Shell Lesson 18 of 42

File Operations at Scale: rsync, find -print0, Atomic Writes & Parallel-Safe Patterns — When `cp -r` Stops Being Enough

cp -r and for f in * work for tens of files. They break around the time you have:

This lesson covers the tools that handle all those cases:

By the end you’ll handle 1TB volumes confidently and never lose data to “the script died half-way through.”


1. rsync — the Unix copy tool you should be using

rsync is “smart cp”: it figures out what’s changed since last time and only transfers the differences. For local copies it’s competitive with cp. For remote copies it’s typically 10-100x faster on incremental transfers.

The canonical local copy

rsync -aP /source/ /dest/

The trailing / on source matters. rsync -a /src/ /dst/ copies the contents of /src into /dst. rsync -a /src /dst/ copies /src itself into /dst (creating /dst/src).

rsync -aP /src/ /dst/        # /src/foo → /dst/foo
rsync -aP /src  /dst/        # /src/foo → /dst/src/foo

This is the most common rsync mistake. Always think about whether you mean “copy contents” or “copy the dir itself.”

The canonical remote copy

rsync -azP /source/ user@host:/dest/

For very fast LAN transfers, omit -z (CPU is the bottleneck, not bandwidth).

--delete — make destination match source

rsync -aP --delete /source/ /dest/

Files in /dest/ that aren’t in /source/ are deleted. Use carefully — you can wipe the target if you fat-finger arguments.

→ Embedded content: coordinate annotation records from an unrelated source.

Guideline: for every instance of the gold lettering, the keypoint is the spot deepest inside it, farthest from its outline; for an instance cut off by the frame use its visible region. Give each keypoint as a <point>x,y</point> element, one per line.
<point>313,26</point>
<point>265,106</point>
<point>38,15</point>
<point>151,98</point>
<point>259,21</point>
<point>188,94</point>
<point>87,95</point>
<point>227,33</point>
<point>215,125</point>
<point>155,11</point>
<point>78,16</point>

Always test with --dry-run first:

rsync -aPn --delete /source/ /dest/    # -n = --dry-run; just print what would happen

Always do this on first run with --delete.

--exclude and --include

rsync -aP --exclude='*.log' --exclude='node_modules/' /src/ /dst/

Patterns are checked against the path relative to the source root. --exclude='*.log' matches any .log file at any depth. --exclude='/cache/' matches only top-level cache/.

For complex rule sets, use --exclude-from=FILE:

# .rsync-excludes
node_modules/
.git/
*.log
*.tmp
__pycache__/
rsync -aP --exclude-from=.rsync-excludes /src/ /dst/

--link-dest — incremental snapshots

This is rsync’s killer feature. Hard-link files unchanged from a previous backup, only copying changed ones. Result: each “snapshot” appears full but actually shares disk with the previous.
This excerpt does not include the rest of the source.